Creating a Coffee Husk Market in Ethiopia

Using a market-based approach, TechnoServe is helping coffee farmers and cooperatives in Jimma, Ethiopia, turn coffee husk into a thriving market.

Hulling station employees in Goma, Ethiopia, stand on a pile of coffee husks which will be repurposed as mulch on local coffee farms.

Historically, coffee husks have presented coffee hulling stations in Jimma, Ethiopia, with a serious challenge.

Coffee husks are a waste product created when farmers process unwashed (sun-dried) coffee. After harvesting and drying the coffee cherries, hulling stations use hulling machines to remove the outer layers of the cherries to extract the coffee beans from the fruit.

The accumulation of coffee husk at the hulling stations poses major health and safety hazards, including contamination of local water sources, susceptibility to accidental combustion and pollution of the air when it is intentionally burned as a disposal mechanism. After testing the viability of a variety of business models for disposing of the coffee husk, it was determined that the husk waste was most economically and environmentally sustainable when used as mulch on coffee farms.

Coffee trees thrive on a farm in Jimma where husks were applied.

Coffee farmers like Amin Aba Sambi were eager to use the coffee husks as mulch to help grow healthy, productive coffee trees, but the cost of transportation to apply the husks to their farms was prohibitively high.

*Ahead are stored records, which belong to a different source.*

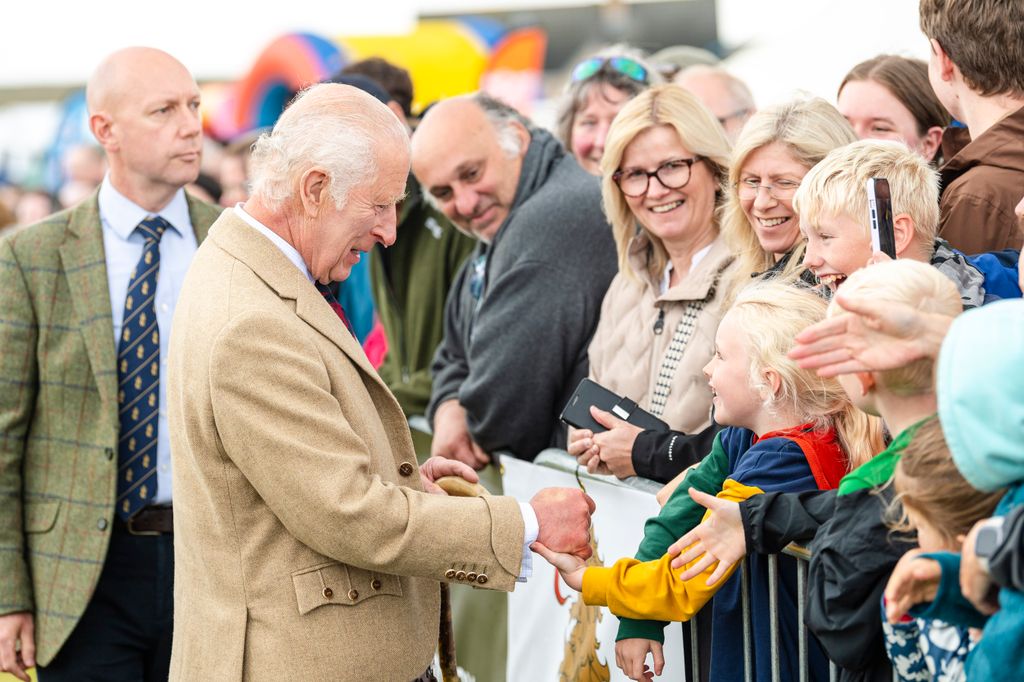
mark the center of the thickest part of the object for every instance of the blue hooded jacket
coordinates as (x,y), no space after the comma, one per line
(981,408)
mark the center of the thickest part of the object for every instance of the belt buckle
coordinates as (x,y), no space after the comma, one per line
(130,524)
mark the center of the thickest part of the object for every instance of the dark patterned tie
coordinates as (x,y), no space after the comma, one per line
(335,305)
(138,378)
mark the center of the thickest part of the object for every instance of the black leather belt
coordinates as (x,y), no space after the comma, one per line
(152,520)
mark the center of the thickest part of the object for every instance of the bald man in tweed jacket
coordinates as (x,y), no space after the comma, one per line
(58,390)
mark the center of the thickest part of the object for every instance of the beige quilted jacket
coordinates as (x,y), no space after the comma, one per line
(627,355)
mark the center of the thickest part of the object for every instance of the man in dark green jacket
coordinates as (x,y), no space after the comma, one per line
(411,281)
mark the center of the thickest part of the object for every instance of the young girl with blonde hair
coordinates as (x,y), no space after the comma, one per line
(787,430)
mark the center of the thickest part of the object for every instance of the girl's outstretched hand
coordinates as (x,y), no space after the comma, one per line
(719,539)
(569,566)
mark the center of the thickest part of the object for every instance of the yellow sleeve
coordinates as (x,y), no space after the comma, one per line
(650,590)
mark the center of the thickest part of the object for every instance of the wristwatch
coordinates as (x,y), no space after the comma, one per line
(988,540)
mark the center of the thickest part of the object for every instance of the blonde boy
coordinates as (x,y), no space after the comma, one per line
(832,202)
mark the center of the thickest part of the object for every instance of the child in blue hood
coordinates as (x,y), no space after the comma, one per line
(981,408)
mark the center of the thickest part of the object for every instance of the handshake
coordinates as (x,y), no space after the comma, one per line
(563,518)
(562,513)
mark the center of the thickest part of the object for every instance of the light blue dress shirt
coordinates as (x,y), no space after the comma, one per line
(123,247)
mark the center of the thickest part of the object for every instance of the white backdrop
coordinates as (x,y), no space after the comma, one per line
(545,633)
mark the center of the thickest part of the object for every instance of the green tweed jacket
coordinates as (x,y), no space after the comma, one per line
(58,423)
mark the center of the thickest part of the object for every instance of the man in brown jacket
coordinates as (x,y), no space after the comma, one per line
(306,548)
(977,71)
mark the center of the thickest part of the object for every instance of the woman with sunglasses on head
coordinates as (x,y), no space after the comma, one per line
(773,153)
(890,97)
(598,88)
(663,171)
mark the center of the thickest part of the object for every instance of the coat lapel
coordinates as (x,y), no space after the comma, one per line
(83,261)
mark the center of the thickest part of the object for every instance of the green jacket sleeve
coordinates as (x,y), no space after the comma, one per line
(678,516)
(18,382)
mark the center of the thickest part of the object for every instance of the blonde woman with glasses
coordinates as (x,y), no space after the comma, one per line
(665,163)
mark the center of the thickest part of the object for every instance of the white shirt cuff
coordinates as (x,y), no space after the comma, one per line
(530,529)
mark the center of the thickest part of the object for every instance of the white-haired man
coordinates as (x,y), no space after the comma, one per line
(307,548)
(524,306)
(724,94)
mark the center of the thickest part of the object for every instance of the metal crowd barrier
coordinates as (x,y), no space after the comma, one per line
(562,461)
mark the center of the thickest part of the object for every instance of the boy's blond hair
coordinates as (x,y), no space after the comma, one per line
(910,283)
(772,312)
(838,186)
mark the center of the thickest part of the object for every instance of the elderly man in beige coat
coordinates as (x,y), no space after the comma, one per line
(305,545)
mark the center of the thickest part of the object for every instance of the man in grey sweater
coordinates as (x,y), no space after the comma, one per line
(522,309)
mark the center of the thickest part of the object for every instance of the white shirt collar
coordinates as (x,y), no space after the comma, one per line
(123,215)
(282,245)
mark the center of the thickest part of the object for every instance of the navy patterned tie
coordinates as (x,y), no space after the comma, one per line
(335,305)
(138,378)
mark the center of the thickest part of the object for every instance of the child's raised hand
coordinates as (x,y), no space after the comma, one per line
(569,566)
(719,539)
(913,581)
(631,656)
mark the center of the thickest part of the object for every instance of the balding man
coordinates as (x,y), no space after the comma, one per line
(306,547)
(524,306)
(86,548)
(727,96)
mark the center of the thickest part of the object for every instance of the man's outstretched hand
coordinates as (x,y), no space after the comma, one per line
(563,517)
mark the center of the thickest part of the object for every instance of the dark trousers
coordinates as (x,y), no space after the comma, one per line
(125,633)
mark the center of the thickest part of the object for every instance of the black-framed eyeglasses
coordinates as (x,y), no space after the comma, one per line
(672,174)
(781,189)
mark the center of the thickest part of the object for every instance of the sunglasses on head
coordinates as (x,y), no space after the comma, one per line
(631,69)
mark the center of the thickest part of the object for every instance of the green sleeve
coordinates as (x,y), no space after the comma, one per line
(678,516)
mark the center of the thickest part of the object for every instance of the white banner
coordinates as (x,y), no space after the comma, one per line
(552,634)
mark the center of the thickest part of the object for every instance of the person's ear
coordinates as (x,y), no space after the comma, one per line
(773,382)
(903,232)
(101,126)
(523,135)
(866,381)
(313,190)
(931,141)
(946,66)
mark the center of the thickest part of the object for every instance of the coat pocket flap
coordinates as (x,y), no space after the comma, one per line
(41,516)
(340,585)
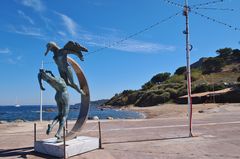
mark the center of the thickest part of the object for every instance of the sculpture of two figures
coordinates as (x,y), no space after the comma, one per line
(60,84)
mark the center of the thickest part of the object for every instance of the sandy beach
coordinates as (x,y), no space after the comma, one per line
(163,134)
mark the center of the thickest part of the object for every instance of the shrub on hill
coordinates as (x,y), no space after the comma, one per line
(161,77)
(211,65)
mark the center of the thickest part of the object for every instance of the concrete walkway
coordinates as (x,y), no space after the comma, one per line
(217,135)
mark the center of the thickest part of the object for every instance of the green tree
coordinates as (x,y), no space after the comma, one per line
(224,52)
(212,65)
(161,77)
(180,70)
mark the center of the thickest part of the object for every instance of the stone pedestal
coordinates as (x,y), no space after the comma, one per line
(74,147)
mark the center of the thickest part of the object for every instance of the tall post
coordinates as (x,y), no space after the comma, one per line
(186,12)
(100,135)
(41,98)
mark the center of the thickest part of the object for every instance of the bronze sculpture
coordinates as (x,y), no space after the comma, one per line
(61,98)
(64,64)
(60,58)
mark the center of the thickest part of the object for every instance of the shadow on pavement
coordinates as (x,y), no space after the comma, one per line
(145,140)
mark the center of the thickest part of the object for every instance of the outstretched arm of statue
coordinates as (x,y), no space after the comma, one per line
(75,48)
(50,79)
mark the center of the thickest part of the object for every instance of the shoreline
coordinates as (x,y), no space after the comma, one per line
(153,112)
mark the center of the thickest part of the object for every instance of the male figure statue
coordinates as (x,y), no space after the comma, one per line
(60,58)
(61,97)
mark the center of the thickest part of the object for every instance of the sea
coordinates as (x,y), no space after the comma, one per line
(32,113)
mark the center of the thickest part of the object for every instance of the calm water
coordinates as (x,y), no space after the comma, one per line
(31,113)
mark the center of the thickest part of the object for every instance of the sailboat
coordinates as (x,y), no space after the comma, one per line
(17,104)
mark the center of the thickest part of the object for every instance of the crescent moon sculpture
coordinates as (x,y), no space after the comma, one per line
(85,100)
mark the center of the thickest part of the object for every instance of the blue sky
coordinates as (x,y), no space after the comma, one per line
(27,25)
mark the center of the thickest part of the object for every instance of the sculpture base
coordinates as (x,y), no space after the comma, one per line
(76,146)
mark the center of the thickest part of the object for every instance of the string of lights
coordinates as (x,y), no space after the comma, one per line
(127,37)
(216,21)
(173,3)
(222,9)
(134,34)
(207,3)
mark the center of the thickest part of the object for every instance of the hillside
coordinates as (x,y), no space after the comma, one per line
(209,74)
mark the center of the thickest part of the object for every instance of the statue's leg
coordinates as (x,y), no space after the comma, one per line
(61,125)
(71,82)
(50,126)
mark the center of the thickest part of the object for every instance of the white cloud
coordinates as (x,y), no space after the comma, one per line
(61,33)
(37,5)
(24,16)
(129,45)
(70,24)
(14,60)
(5,51)
(26,30)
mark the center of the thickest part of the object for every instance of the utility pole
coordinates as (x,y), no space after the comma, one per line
(41,98)
(185,13)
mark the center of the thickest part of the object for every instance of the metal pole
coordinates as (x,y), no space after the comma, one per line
(66,126)
(100,135)
(64,143)
(186,11)
(35,135)
(41,98)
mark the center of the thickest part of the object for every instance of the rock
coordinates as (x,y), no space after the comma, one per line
(19,121)
(3,122)
(49,110)
(110,118)
(95,118)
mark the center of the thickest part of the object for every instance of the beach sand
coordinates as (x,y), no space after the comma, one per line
(163,134)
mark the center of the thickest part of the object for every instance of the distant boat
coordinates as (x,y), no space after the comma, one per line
(17,105)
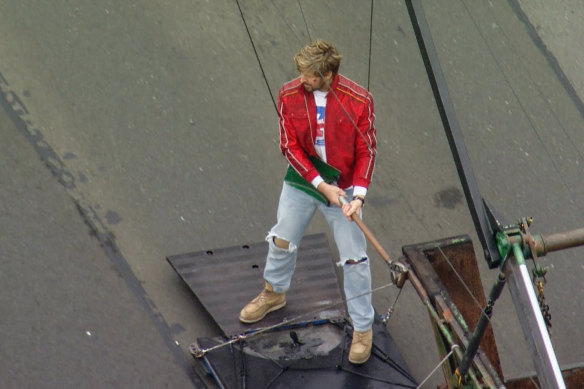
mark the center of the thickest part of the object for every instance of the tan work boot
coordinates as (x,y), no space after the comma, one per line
(267,301)
(361,346)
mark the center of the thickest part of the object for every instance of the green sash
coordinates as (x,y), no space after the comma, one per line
(328,173)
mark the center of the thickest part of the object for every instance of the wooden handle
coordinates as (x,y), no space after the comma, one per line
(368,234)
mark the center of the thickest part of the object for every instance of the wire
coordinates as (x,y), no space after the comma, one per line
(370,45)
(440,364)
(303,18)
(256,54)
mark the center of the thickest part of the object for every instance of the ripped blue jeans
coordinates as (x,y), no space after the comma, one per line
(295,211)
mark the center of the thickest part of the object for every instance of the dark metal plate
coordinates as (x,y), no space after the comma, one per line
(226,279)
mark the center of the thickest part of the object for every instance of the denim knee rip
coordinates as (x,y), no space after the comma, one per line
(270,239)
(343,262)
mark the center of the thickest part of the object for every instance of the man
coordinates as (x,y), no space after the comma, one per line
(328,137)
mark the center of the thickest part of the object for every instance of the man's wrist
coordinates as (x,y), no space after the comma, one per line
(360,198)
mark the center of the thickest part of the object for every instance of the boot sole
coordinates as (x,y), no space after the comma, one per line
(359,362)
(274,308)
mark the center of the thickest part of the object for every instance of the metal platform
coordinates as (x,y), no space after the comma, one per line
(311,357)
(226,279)
(311,353)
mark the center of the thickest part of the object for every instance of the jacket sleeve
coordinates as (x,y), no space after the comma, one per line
(366,146)
(290,145)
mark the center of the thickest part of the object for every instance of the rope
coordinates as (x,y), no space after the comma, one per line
(257,55)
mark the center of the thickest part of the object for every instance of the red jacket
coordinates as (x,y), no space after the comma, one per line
(349,152)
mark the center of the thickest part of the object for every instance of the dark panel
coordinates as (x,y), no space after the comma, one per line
(226,279)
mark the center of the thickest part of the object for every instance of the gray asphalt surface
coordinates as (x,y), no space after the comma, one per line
(133,131)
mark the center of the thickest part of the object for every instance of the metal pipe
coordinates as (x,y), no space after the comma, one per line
(532,323)
(561,241)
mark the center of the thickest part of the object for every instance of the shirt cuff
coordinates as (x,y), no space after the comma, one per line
(359,191)
(316,181)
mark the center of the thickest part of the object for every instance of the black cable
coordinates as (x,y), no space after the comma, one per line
(303,18)
(257,55)
(370,45)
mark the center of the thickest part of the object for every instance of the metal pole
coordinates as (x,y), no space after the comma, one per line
(532,323)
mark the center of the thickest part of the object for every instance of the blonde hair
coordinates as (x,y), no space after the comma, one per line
(319,57)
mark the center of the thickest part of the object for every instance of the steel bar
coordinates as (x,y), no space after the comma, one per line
(445,107)
(477,336)
(560,241)
(532,323)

In partnership with Jacobs Douwe Egberts (JDE) and IDH, TechnoServe launched a pilot project to facilitate the creation of a market for the coffee husk waste. Knowing there would be demand for the mulch from the farmers, TechnoServe worked with the hulling stations to deliver the husks to coffee cooperatives’ collection points, reducing the transportation costs for farmers to nearly zero.

“Now we are able to receive coffee husks on our farms because half of the costs are covered by our cooperatives through TechnoServe’s facilitation,” said Amin Aba.

Coffee-growing communities as a whole are benefiting from this solution. The mulch conserves soil moisture, suppresses weeds and enhances soil fertility, boosting tree productivity and farmer incomes.

Hulling station owner Abubeker Hamach credits the new coffee husk approach with improving workers’ safety.

The hulling stations also benefit as they are now able to better manage their coffee waste. Abubeker Hamach, the owner of the Nasir Mohammed hulling station, recounts that a few years prior, “our growing piles of husk from coffee processing lit on fire and burned down our warehouse, our machines, our coffee and everything else on our land. We had to move to a new site and restart our processing business from scratch. Through TechnoServe’s program, my hulling station site no longer faces risks related to environmental pollution or the health of my staff.”

Using a market-driven approach, TechnoServe empowered the farmers to address the coffee husk market gap and improve their productivity in a sustainable manner. The pilot has proven to be a success, with nearly 400 metric tons of husks delivered to farmers at two of the project’s participating coffee cooperatives, Duromina and Hunda Oli.